Background: Pulmonary arterial hypertension with Eisenmenger syndrome as its most advanced form is an important complication of congenital heart disease. In the recent years, advanced therapy for pulmonary arterial hypertension has been introduced. Efficacy and safety of the advanced therapy in our patients with pulmonary arterial hypertension associated with congenital heart disease were analyzed. Methods: We have analyzed the results of advanced therapy for pulmonary arterial hypertension in patients treated between November 2007 and December 2011. Clinical status, systemic oxygen saturation measured by systemic pulse oximetry, six-minute walking distance and laboratory parameters were assessed. Results at 3, 6, 12 and 24 months of treatment were compared to baseline parameters. Results: In the observed period, 23 patients were treated with advanced therapy for pulmonary arterial hypertension.
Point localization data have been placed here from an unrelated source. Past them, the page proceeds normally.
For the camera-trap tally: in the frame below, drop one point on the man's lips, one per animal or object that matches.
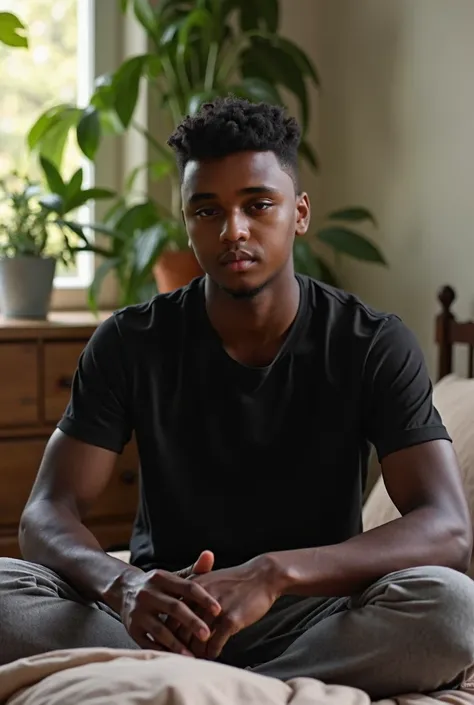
(237, 260)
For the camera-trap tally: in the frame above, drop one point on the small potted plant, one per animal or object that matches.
(36, 233)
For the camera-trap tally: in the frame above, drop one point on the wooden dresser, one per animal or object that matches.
(37, 364)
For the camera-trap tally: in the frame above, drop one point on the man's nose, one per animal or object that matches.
(235, 228)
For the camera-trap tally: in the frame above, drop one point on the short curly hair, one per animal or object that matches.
(228, 125)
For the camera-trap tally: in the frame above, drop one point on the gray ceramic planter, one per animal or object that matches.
(25, 286)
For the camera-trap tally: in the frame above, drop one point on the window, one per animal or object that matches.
(58, 67)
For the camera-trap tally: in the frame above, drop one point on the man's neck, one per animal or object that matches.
(253, 330)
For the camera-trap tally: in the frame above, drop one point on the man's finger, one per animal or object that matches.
(185, 635)
(204, 564)
(216, 643)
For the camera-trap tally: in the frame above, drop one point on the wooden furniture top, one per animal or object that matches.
(63, 324)
(450, 332)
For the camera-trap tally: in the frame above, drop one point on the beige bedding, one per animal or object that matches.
(120, 677)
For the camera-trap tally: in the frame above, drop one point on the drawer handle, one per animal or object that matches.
(128, 477)
(65, 382)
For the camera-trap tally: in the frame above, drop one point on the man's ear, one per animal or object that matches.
(303, 214)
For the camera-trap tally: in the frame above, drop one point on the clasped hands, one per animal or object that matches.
(194, 612)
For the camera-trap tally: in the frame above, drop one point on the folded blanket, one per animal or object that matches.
(126, 677)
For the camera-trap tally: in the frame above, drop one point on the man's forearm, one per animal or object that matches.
(50, 534)
(419, 538)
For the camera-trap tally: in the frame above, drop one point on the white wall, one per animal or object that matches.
(396, 133)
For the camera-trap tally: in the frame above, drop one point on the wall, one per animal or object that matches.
(396, 134)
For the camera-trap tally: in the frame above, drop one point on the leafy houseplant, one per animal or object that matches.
(35, 232)
(200, 49)
(12, 31)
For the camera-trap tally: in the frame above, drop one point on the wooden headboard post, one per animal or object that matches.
(444, 326)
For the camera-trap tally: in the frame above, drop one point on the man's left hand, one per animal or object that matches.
(245, 594)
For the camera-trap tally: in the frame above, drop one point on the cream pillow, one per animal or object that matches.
(454, 398)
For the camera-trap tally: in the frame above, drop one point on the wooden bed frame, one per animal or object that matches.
(450, 332)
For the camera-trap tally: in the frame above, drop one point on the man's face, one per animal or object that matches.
(242, 214)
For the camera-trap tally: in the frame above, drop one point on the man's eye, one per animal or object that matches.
(206, 212)
(260, 206)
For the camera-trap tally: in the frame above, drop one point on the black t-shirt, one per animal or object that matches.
(244, 460)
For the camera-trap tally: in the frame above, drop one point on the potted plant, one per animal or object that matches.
(200, 49)
(12, 31)
(35, 232)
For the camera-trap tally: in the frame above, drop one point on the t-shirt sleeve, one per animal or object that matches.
(99, 411)
(398, 393)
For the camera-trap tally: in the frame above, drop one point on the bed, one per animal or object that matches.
(106, 677)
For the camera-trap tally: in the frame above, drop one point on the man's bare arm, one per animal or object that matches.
(71, 478)
(435, 529)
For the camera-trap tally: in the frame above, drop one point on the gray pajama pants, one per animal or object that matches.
(410, 631)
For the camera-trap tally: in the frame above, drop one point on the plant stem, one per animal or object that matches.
(229, 60)
(173, 100)
(211, 66)
(175, 199)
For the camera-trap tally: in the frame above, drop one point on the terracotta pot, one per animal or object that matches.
(175, 269)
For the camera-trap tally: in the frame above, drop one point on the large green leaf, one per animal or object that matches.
(53, 177)
(48, 119)
(50, 132)
(126, 86)
(88, 132)
(12, 30)
(349, 242)
(353, 214)
(52, 202)
(264, 59)
(256, 89)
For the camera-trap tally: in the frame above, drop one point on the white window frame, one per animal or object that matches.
(114, 38)
(86, 52)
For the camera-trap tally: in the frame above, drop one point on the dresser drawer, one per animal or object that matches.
(19, 464)
(18, 384)
(60, 362)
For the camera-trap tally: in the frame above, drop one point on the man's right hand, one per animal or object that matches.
(150, 598)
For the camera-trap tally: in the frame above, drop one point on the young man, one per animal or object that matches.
(254, 395)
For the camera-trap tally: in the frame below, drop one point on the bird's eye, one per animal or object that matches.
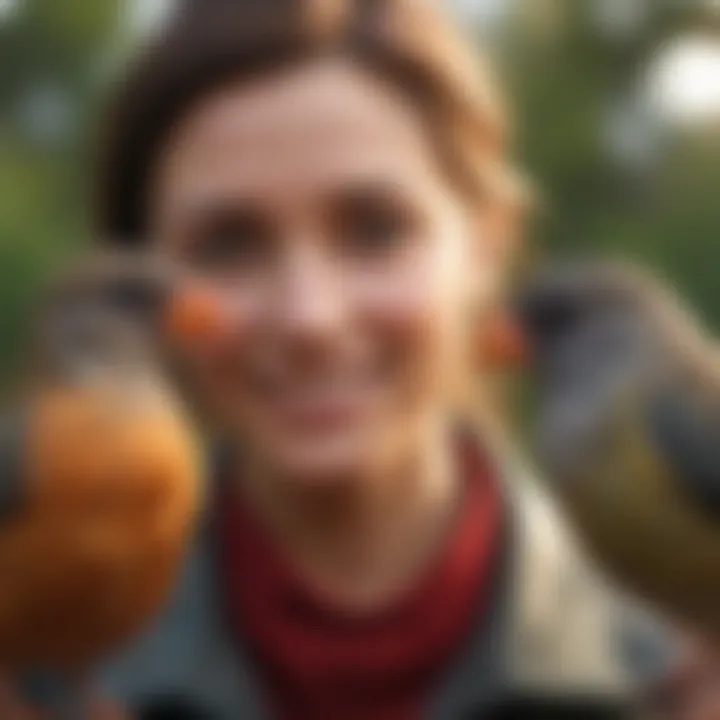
(135, 297)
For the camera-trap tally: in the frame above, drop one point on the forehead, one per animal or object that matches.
(321, 123)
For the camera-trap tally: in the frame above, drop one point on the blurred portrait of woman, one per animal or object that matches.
(338, 176)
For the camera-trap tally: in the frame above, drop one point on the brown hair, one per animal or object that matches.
(209, 42)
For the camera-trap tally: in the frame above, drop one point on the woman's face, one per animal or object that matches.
(313, 205)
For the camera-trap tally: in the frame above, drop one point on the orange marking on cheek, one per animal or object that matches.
(502, 344)
(195, 316)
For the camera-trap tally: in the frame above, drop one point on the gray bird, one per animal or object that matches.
(628, 429)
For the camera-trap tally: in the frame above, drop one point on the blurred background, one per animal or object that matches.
(617, 105)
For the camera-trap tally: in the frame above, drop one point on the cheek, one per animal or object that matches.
(212, 363)
(418, 310)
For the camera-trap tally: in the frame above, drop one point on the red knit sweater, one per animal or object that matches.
(318, 663)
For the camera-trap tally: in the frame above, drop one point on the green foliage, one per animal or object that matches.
(563, 75)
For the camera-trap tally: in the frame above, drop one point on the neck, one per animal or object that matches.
(361, 540)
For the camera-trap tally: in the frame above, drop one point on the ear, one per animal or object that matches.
(496, 234)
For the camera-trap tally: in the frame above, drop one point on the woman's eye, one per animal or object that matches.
(230, 244)
(376, 230)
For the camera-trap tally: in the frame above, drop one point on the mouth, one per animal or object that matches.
(329, 402)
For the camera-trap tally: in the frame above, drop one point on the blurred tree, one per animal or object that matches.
(49, 60)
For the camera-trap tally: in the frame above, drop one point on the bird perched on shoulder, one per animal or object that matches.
(629, 429)
(100, 477)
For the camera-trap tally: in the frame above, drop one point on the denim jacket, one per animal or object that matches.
(554, 645)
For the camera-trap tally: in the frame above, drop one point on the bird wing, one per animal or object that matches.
(687, 433)
(12, 481)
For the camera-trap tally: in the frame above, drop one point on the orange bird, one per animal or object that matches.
(102, 473)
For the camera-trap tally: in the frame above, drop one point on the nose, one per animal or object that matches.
(310, 303)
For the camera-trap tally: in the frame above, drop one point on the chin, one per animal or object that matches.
(326, 462)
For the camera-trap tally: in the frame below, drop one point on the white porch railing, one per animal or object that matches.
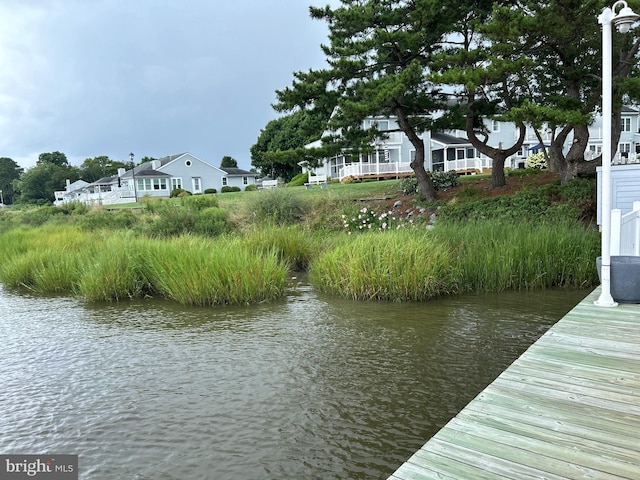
(363, 169)
(468, 164)
(625, 231)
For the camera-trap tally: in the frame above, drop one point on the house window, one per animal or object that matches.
(625, 148)
(159, 183)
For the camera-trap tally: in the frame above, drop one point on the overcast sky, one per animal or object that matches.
(152, 77)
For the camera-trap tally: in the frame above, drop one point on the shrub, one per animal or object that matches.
(409, 186)
(178, 192)
(444, 180)
(441, 181)
(199, 202)
(299, 180)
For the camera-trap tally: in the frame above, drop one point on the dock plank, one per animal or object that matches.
(568, 408)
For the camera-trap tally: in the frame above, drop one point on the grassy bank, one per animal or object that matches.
(238, 248)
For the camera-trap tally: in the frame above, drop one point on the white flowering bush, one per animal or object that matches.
(367, 220)
(537, 160)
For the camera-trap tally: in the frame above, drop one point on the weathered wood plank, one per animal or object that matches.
(568, 408)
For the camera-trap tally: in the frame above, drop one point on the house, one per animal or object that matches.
(451, 150)
(72, 191)
(237, 177)
(157, 178)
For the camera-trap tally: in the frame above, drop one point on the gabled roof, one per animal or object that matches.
(447, 140)
(239, 172)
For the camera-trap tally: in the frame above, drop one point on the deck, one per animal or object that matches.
(568, 408)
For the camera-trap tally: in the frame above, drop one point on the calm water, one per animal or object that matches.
(311, 387)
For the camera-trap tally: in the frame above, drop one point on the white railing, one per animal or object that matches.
(625, 231)
(479, 164)
(364, 169)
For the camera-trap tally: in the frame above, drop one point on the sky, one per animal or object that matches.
(154, 77)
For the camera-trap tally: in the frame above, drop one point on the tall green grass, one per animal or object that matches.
(196, 271)
(397, 266)
(499, 255)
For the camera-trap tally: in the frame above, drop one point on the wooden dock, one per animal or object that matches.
(568, 408)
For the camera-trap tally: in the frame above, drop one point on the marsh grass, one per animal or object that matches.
(395, 266)
(498, 255)
(117, 270)
(197, 271)
(294, 246)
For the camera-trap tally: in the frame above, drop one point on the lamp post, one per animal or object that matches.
(623, 20)
(133, 173)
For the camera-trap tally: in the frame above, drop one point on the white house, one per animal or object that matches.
(451, 150)
(157, 178)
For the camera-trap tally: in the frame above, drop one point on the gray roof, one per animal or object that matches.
(445, 139)
(238, 172)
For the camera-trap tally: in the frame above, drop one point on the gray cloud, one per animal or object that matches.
(156, 77)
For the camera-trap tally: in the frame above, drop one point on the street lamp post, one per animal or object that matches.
(133, 173)
(623, 20)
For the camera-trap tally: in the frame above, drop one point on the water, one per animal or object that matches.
(311, 387)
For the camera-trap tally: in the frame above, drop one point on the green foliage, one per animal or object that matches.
(179, 192)
(401, 266)
(281, 143)
(211, 221)
(409, 186)
(199, 202)
(299, 180)
(369, 220)
(441, 181)
(542, 204)
(9, 171)
(444, 180)
(537, 161)
(228, 162)
(277, 206)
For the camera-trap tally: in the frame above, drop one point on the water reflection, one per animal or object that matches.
(308, 387)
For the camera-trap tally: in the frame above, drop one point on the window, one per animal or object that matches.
(159, 183)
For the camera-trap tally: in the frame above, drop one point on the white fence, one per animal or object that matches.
(625, 231)
(363, 169)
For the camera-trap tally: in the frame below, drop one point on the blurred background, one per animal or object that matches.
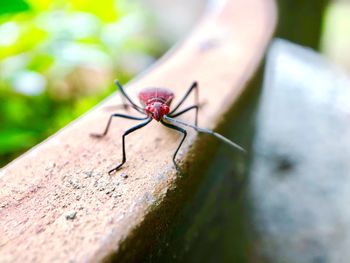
(59, 58)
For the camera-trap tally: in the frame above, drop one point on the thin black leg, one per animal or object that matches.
(196, 107)
(110, 120)
(183, 138)
(133, 104)
(194, 87)
(139, 126)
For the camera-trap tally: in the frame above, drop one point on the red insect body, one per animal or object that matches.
(156, 101)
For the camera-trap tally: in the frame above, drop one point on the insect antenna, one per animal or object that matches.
(203, 130)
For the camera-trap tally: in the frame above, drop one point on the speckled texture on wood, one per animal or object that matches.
(57, 202)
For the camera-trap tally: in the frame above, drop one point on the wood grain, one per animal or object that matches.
(67, 174)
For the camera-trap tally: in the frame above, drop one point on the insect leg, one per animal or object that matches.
(182, 140)
(110, 120)
(194, 87)
(133, 104)
(139, 126)
(196, 107)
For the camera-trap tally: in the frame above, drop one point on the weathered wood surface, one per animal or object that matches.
(301, 171)
(57, 202)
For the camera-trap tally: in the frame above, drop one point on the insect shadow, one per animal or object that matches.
(156, 105)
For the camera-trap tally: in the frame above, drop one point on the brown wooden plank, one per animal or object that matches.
(67, 173)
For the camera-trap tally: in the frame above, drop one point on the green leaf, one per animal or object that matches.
(13, 6)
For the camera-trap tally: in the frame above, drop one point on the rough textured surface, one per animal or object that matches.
(301, 172)
(57, 202)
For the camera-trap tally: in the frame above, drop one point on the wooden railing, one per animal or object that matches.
(58, 203)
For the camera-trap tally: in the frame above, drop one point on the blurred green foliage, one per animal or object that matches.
(59, 58)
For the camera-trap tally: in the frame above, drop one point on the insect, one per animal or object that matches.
(156, 105)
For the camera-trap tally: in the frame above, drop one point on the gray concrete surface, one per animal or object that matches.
(300, 177)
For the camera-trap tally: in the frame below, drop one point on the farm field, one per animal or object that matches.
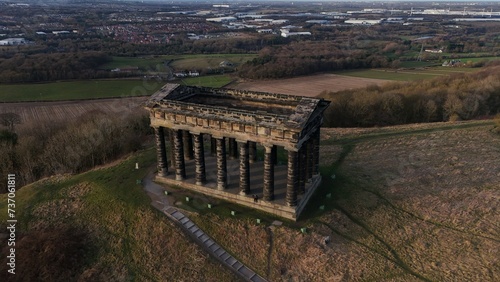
(308, 85)
(69, 110)
(179, 62)
(406, 74)
(73, 90)
(216, 81)
(405, 203)
(99, 226)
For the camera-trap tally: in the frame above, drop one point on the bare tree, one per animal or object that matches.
(10, 120)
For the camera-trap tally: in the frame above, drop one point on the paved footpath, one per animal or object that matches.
(161, 202)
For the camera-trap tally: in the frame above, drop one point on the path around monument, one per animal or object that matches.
(162, 202)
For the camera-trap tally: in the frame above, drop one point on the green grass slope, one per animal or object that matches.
(99, 226)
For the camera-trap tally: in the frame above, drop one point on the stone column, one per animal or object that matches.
(316, 137)
(180, 168)
(275, 154)
(161, 151)
(171, 134)
(221, 164)
(309, 158)
(188, 145)
(213, 146)
(252, 151)
(292, 177)
(244, 168)
(199, 159)
(268, 174)
(233, 148)
(302, 170)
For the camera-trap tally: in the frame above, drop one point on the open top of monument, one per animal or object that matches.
(253, 126)
(245, 115)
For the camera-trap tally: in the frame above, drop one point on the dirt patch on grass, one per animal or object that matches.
(309, 86)
(411, 203)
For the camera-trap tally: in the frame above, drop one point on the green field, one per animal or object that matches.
(74, 90)
(179, 62)
(207, 81)
(479, 59)
(406, 74)
(122, 233)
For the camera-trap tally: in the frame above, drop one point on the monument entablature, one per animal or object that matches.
(243, 119)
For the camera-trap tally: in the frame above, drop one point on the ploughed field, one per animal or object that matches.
(308, 85)
(66, 110)
(406, 203)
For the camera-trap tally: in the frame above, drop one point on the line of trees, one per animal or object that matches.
(47, 67)
(457, 97)
(38, 150)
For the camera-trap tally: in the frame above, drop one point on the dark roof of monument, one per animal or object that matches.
(229, 104)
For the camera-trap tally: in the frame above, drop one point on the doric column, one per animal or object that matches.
(221, 164)
(292, 177)
(244, 168)
(199, 159)
(180, 168)
(275, 154)
(309, 158)
(233, 148)
(268, 174)
(213, 146)
(171, 134)
(252, 151)
(161, 151)
(316, 137)
(188, 145)
(302, 171)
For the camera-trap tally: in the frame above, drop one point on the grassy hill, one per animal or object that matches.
(99, 226)
(406, 203)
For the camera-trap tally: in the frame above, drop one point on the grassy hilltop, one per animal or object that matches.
(408, 203)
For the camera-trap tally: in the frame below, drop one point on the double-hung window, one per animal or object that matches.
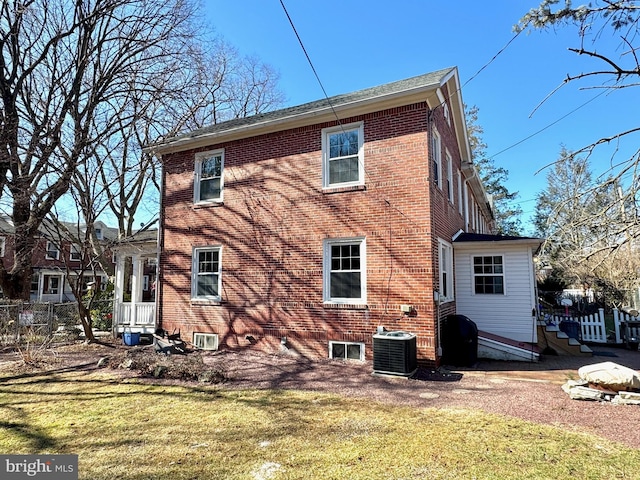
(345, 271)
(206, 278)
(488, 274)
(75, 255)
(343, 155)
(445, 251)
(53, 252)
(209, 180)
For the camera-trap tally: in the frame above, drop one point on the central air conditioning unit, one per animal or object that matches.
(205, 341)
(395, 353)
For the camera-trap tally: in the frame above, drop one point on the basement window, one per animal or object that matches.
(205, 341)
(346, 350)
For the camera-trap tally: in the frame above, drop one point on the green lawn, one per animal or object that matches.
(131, 430)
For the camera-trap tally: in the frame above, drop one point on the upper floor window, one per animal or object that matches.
(208, 183)
(343, 155)
(206, 277)
(75, 255)
(488, 274)
(436, 157)
(345, 271)
(446, 271)
(53, 252)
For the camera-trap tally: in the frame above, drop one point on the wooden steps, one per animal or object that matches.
(550, 336)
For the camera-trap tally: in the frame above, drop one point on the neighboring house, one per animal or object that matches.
(135, 283)
(310, 227)
(53, 252)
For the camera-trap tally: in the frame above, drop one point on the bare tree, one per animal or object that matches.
(67, 70)
(607, 233)
(585, 222)
(507, 212)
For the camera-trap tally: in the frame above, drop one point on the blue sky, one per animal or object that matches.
(356, 44)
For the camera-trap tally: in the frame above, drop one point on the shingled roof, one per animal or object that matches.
(312, 110)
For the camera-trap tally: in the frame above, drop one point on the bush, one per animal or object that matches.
(188, 367)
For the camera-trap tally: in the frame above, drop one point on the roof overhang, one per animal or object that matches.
(326, 112)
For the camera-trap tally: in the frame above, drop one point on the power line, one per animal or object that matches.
(547, 126)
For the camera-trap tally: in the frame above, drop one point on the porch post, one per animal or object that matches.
(118, 289)
(136, 286)
(616, 324)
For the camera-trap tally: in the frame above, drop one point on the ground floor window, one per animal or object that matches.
(206, 273)
(345, 270)
(488, 274)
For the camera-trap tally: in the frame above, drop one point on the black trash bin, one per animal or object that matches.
(459, 341)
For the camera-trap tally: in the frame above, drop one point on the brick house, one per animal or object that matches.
(307, 228)
(50, 258)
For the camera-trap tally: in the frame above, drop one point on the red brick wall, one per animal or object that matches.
(272, 226)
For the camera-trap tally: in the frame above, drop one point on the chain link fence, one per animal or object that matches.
(29, 322)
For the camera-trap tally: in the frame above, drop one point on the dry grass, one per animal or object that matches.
(132, 430)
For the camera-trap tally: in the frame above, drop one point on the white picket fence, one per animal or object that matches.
(593, 328)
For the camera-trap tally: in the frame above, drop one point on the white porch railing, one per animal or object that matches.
(144, 314)
(593, 327)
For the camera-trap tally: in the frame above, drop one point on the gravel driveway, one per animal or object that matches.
(530, 391)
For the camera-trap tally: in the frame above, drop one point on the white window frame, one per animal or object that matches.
(52, 247)
(200, 340)
(199, 159)
(195, 273)
(488, 274)
(326, 160)
(328, 243)
(75, 255)
(346, 345)
(445, 263)
(436, 158)
(449, 161)
(50, 289)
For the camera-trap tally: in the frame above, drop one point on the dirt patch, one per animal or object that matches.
(527, 391)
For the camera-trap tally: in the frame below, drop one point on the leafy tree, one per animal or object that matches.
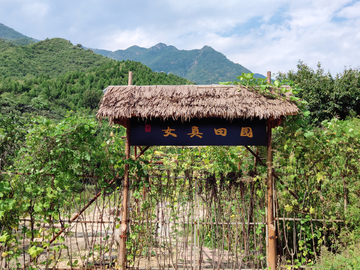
(327, 96)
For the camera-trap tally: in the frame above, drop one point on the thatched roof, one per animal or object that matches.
(189, 101)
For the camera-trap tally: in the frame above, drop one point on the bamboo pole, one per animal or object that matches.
(125, 202)
(270, 199)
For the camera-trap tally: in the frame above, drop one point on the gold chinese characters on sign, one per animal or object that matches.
(220, 131)
(195, 132)
(246, 132)
(169, 131)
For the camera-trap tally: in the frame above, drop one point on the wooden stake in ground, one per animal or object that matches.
(124, 221)
(271, 256)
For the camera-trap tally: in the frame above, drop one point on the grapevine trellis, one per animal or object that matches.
(127, 105)
(157, 216)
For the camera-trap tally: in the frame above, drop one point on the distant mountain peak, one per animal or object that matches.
(159, 46)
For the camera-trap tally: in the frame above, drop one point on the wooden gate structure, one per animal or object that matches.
(164, 108)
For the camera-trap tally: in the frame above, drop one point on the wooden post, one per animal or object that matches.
(130, 78)
(270, 204)
(125, 201)
(271, 256)
(268, 77)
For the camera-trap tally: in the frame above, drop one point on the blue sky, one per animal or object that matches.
(261, 35)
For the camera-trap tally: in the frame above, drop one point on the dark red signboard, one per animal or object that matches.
(207, 131)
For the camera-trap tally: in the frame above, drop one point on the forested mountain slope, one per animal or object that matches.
(48, 57)
(53, 76)
(9, 34)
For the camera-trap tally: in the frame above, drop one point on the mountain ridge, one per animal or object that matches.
(202, 66)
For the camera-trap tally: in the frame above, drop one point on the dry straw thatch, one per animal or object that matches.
(189, 101)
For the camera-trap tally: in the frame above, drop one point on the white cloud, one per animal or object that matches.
(350, 12)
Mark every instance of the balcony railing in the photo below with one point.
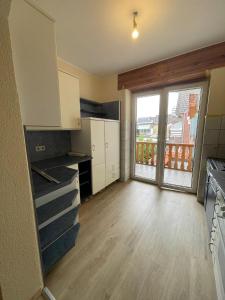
(177, 156)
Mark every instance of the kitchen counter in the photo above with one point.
(42, 186)
(59, 161)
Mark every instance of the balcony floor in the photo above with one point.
(173, 177)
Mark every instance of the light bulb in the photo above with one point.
(135, 33)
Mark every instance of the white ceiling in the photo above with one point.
(96, 34)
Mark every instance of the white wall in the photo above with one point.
(92, 87)
(20, 275)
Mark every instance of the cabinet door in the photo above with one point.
(69, 100)
(98, 177)
(112, 150)
(97, 142)
(34, 57)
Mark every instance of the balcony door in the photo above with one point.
(167, 131)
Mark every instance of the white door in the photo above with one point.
(112, 148)
(98, 178)
(69, 100)
(98, 154)
(98, 142)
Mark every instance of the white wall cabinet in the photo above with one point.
(100, 138)
(69, 100)
(34, 55)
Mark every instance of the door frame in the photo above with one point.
(162, 134)
(133, 133)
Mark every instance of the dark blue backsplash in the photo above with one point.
(56, 143)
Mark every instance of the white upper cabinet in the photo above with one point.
(69, 100)
(34, 55)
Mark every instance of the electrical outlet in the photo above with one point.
(40, 148)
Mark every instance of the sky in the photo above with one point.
(148, 106)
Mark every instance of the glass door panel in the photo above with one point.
(181, 133)
(146, 139)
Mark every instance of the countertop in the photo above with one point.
(59, 161)
(42, 186)
(57, 168)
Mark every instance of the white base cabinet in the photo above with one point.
(100, 138)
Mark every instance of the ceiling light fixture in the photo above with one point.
(135, 32)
As a first-line drug bosentan was used in 19 and sildenafil in 4 patients. Due to clinical worsening, a second- and a third-line drug had to be added during the study period in 4 and 1 patient, respectively. Eighteen patients (78.3 %) reported improvement in functional capacity. Two patients (8.6 %) died. The mean six-minute walking distance significantly increased over time from 334.7 +/- 87.7 m at base-line to 348.5 +/- 89.1 m at 3 months (p=0.002), 373.2 +/- 74.4 m at 6 months (p=0.005), 383.2 +/- 62.3 m at 12 months (p=0.017) and 396.3 +/- 92.8 m at 24 months of treatment. No significant adverse events were reported. Conclusions: Advanced therapy for pulmonary arterial hypertension is beneficial in patients with congenital heart disease. Significant improvement in exercise capacity is observed. The therapy is safe and no significant adverse events were reported.